[If you’re going to be out at the Adobe Summit this week and would like to chat about big data models, digital analytics and how EY can help you get it right, just drop me a line and we can connect!]
When I talk to companies who are thinking about or trying to build a big data digital analytics warehouse, the two business problems that usually seem to be driving the train are attribution and optimizing user journey. They are deeply related, of course. Attribution is just a view of the user journey where campaign touches are of particular interest. So if these two applications are driving big data warehouses, it’s clear that how you model the user journey is really important.
There are people who believe that a user journey model should be constructed directly from the detail data which, for digital, would typically mean link-by-link and page-by-page. I don’t think that’s right, but before I explain why I want to revisit the notion that big data analytics is all about leaving the data in the raw form in which it’s sourced. People tend to give special pride-of-place to the data in its “raw” form, but there is no good reason why they should.
The raw form of data always represents a series of choices by someone who designed the data capture technologies or systems and those choices are typically made with little or no consideration of the downstream analytics. Even when such consideration is given, we need to remember that the measurement system designer’s view is no more authoritative than anyone else's. What’s more the designer has to account for many, many different types of possible measurement which may require data at very different levels of analysis from what is optimal for a particular problem.

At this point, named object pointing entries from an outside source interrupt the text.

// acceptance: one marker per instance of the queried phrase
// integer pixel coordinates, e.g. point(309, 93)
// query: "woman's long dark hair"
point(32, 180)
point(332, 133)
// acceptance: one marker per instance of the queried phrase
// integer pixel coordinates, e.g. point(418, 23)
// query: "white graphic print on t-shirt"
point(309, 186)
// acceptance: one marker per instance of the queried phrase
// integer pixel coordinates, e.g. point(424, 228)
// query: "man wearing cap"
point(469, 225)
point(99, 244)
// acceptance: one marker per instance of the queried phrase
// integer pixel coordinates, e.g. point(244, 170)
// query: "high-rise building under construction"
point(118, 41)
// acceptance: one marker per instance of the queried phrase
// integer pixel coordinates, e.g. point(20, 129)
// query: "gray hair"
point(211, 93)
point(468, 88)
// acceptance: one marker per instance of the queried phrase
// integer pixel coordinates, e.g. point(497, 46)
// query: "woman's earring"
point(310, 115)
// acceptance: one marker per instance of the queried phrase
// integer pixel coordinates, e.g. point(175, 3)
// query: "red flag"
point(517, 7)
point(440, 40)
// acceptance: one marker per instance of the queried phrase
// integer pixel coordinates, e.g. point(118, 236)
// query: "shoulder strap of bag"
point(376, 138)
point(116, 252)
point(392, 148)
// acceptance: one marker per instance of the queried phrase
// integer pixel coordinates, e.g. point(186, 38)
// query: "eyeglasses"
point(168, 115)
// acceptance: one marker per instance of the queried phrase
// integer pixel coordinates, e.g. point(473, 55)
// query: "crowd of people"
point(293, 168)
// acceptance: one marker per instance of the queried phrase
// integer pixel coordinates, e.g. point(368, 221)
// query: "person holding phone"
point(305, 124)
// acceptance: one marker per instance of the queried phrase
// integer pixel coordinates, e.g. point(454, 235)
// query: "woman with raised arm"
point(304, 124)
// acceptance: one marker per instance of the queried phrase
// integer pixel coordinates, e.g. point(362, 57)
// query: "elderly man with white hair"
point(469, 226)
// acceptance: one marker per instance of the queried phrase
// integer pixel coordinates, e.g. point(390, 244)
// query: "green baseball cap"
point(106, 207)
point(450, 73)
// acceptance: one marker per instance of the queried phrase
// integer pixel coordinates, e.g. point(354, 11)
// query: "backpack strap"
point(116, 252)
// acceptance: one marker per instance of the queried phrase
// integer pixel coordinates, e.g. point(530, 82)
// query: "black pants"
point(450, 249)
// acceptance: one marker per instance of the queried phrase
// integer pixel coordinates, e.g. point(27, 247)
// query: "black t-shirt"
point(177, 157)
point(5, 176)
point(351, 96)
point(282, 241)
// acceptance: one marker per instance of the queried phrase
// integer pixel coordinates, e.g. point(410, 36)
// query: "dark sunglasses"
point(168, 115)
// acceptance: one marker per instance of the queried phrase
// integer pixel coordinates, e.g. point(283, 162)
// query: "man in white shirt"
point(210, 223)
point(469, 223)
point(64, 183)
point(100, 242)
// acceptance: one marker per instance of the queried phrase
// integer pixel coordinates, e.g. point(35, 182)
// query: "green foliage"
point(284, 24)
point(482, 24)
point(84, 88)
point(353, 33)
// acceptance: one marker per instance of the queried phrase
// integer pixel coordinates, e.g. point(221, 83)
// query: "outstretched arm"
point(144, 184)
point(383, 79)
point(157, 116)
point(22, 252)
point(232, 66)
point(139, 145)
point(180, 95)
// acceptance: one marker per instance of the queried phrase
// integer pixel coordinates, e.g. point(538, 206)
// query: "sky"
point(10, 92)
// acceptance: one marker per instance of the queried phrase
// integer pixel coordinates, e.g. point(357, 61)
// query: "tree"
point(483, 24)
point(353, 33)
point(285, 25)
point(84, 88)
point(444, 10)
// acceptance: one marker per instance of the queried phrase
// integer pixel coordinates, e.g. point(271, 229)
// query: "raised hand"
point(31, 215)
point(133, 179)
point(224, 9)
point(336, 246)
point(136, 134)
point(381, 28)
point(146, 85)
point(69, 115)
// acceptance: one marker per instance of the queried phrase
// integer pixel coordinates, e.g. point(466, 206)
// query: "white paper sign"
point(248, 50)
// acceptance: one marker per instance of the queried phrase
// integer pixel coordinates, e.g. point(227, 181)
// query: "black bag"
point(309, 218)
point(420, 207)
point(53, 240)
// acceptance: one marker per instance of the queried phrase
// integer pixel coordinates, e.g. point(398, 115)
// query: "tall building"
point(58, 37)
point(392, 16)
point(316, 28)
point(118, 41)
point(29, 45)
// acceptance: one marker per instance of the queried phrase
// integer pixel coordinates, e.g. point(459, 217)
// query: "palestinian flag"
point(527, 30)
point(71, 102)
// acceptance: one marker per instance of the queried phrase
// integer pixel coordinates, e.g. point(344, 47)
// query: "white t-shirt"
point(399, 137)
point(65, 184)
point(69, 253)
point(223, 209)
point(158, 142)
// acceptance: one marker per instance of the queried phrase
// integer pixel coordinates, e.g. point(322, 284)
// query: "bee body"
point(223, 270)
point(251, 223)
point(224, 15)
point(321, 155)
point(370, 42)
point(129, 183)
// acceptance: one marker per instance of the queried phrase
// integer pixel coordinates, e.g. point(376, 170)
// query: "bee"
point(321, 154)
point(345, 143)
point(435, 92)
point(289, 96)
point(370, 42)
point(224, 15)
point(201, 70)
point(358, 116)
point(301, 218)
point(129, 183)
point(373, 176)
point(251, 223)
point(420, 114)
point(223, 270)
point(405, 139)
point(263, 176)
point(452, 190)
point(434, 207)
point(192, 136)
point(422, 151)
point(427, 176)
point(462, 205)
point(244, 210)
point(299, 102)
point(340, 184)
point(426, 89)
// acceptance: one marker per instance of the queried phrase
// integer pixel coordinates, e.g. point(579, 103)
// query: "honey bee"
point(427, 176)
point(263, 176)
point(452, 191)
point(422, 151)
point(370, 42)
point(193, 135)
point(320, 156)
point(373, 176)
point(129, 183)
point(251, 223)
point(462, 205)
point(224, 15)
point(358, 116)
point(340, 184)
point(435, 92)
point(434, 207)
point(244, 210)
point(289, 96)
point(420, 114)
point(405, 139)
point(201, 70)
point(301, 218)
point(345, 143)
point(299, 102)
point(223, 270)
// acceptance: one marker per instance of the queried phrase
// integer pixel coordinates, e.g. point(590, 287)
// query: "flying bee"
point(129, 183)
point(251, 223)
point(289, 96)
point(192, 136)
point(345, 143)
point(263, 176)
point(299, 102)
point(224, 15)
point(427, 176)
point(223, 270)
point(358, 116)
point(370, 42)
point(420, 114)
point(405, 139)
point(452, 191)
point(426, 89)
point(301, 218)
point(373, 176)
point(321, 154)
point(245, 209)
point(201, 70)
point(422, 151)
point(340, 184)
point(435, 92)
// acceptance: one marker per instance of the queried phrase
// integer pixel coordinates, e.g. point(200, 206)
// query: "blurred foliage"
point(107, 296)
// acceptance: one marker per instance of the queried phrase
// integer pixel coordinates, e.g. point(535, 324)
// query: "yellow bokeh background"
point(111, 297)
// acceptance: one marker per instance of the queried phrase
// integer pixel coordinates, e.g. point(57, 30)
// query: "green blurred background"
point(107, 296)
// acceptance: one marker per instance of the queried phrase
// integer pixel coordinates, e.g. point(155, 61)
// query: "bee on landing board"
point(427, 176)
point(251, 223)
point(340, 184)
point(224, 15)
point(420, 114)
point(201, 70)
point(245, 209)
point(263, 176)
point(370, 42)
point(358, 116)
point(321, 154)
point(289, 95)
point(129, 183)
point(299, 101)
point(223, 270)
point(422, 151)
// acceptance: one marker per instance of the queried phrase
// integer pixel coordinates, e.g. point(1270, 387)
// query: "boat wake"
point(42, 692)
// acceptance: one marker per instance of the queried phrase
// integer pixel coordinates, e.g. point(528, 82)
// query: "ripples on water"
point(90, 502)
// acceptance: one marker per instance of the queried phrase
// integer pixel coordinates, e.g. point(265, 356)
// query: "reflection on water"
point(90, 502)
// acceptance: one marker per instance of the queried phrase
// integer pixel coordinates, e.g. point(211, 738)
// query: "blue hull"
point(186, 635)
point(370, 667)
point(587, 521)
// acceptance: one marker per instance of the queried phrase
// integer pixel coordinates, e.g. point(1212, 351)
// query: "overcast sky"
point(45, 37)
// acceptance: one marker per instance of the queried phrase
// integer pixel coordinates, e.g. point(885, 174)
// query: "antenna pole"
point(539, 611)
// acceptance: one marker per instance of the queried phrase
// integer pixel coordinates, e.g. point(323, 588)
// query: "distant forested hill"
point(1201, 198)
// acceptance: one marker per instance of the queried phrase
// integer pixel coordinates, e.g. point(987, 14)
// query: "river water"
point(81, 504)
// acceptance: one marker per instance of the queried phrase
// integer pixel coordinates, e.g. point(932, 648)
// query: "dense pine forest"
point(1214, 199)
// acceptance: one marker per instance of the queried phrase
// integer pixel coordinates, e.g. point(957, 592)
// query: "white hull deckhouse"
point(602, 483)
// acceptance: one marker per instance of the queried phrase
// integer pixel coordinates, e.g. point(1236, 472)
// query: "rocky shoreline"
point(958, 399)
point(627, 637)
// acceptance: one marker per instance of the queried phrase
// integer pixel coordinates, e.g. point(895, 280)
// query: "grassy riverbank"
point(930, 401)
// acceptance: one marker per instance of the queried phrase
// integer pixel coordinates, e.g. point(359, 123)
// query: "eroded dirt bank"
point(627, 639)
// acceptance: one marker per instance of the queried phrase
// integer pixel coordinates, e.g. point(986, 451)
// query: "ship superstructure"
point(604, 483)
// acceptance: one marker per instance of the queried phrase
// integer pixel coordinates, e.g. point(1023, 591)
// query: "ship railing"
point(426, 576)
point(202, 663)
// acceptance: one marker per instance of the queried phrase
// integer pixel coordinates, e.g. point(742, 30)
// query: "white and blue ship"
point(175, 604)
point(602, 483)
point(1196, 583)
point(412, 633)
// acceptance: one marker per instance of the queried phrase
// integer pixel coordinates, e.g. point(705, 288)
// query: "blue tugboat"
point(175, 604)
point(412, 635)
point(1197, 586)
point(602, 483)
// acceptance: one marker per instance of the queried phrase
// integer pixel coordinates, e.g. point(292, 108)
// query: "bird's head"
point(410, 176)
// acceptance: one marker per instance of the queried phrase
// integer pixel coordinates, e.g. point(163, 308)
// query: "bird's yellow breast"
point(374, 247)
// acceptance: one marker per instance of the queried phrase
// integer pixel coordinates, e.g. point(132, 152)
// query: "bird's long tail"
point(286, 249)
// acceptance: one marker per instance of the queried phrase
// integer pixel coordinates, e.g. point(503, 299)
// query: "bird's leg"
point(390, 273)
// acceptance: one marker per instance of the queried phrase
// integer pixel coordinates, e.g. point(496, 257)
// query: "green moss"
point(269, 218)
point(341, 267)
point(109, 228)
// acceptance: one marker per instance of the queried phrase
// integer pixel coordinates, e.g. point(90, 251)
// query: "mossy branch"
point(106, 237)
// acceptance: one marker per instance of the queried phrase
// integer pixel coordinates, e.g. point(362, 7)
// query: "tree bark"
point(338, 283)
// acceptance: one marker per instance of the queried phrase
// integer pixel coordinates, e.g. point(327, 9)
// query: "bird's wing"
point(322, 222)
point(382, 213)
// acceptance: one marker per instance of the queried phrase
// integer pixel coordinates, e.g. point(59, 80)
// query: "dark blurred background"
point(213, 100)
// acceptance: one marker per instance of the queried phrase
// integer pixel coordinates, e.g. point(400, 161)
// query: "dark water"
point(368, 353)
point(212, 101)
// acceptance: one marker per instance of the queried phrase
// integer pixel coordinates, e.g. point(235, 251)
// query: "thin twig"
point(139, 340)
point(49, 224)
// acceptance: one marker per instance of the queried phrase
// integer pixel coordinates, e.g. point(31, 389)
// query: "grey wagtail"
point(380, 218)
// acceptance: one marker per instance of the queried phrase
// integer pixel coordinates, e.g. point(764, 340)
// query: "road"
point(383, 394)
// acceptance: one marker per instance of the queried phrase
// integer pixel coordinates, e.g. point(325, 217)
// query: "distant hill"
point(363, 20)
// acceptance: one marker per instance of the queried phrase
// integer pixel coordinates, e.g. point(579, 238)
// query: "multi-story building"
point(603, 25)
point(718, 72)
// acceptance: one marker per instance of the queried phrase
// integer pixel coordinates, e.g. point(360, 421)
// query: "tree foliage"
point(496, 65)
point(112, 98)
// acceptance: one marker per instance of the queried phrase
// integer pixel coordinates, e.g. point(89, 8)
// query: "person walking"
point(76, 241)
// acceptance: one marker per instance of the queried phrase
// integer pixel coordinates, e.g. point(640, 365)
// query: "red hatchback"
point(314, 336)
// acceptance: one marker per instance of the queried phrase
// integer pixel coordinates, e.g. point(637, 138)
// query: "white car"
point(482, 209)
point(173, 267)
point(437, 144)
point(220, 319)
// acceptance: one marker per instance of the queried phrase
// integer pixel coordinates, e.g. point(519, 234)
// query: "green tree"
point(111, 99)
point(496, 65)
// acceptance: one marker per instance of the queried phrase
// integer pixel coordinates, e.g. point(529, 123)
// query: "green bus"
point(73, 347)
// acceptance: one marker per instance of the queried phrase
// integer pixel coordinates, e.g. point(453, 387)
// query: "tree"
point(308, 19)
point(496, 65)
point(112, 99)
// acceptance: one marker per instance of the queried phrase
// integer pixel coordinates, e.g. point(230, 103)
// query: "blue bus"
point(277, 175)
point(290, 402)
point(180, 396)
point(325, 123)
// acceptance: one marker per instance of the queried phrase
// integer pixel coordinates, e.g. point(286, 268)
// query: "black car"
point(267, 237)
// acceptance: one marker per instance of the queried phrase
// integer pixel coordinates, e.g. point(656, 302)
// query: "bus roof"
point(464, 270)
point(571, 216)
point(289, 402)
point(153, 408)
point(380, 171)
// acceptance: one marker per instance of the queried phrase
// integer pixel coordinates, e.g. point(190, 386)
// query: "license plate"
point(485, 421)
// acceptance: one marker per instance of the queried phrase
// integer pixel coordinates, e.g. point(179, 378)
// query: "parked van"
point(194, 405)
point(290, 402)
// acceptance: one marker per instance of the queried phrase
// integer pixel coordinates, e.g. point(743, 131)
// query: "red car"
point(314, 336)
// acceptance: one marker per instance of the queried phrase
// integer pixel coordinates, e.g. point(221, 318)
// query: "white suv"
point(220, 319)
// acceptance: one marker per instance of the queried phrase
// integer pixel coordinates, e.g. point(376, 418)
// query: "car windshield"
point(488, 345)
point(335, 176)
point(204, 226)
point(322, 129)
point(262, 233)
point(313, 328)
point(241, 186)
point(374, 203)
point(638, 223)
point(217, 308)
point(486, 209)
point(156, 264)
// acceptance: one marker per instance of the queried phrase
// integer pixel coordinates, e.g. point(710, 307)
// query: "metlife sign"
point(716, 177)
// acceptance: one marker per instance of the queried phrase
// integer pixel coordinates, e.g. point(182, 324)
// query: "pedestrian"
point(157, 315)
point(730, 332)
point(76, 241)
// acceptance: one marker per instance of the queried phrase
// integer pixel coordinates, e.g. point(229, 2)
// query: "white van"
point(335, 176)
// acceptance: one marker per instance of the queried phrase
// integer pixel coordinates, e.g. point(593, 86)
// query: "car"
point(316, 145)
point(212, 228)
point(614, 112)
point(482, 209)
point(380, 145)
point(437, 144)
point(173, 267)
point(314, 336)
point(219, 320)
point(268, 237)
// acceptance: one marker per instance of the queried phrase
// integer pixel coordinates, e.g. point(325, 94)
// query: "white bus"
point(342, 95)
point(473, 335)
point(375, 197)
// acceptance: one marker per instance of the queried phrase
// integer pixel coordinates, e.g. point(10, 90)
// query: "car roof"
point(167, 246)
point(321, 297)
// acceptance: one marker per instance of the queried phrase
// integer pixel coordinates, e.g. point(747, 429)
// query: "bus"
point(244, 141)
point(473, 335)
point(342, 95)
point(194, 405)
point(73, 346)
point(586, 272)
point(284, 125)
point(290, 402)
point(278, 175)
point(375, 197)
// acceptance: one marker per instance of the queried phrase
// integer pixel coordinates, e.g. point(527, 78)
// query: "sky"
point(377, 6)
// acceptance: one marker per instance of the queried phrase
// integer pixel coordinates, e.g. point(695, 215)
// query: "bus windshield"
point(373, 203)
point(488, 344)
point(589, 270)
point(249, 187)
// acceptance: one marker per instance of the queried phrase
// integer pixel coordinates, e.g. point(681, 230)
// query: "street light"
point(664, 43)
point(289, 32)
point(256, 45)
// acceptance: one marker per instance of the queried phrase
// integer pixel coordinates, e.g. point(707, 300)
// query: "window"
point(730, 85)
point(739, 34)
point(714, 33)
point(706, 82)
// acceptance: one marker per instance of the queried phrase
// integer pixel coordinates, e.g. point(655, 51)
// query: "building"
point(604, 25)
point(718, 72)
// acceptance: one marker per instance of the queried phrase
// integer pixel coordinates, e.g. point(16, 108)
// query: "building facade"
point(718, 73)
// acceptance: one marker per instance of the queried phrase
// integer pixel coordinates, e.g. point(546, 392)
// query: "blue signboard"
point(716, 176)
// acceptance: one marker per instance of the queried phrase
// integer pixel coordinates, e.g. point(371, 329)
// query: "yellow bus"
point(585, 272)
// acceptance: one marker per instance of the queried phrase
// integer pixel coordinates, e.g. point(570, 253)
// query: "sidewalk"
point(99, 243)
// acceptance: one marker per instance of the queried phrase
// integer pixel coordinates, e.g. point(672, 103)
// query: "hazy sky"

Some advocates for big data analytics will argue that it’s always preferable to work with “detail” level data. But what’s “detail”? Even a moment’s reflection should make it obvious that the concept of detail is largely meaningless. In digital, is “detail” every single mouse movement on the screen? Is it page loads? Is it visits? A raw data capture system might choose any one of these three levels as the “detail” level of data it captures. It can’t be true that an arbitrary decision by a technology designer somehow confers a favored position on that particular level of data. In general, the more detail you collect or expose in a model, the more questions you can answer. What’s the trade-off? When you add detail you generally make it harder to answer those questions you could have answered with a higher level of generality.
It’s true that with sufficient analytic power, any higher-level view can be derived from the lowest level of detail. So collecting data at the lowest level of detail possible guarantees that you can build any higher level view necessary and the reverse, of course, is not true. But that simple fact doesn’t mean that it’s reasonable to collect or use data at the lowest level of detail. Trust a data scientist to use an electron microscope to decide if your car has a dent!
The job of the data modeler is to transform the data into the form that best supports ongoing analysis. You’re never going to support everything of course, and that’s why it’s always useful to keep the raw data around. But if you can build data models that make most analysis easier and faster, you’ve done your job.
So what’s the right level of data to understand user-journey?
For most enterprises, the key fact about user-journey analysis is that the data is inherently multi-sourced. You aren’t simply stringing together one web visit after another – all with exactly the same type of detail data. More likely, you’re combining data from a digital analytics system, an email system, a store or branch system, a call-center and maybe some other stuff as well.
What makes this tricky is that the underlying detail from every source is fundamentally different (and oh, by the way, the level of detail captured by every source is quite different). On the web, you typically have a fairly fine-grained view that shows page-by-page interactions. In the call-center, your view may be at the call level or it may capture each transfer as an independent record. At the branch or store, you may have a CRM like record with activities and notes or you may only have a transaction record.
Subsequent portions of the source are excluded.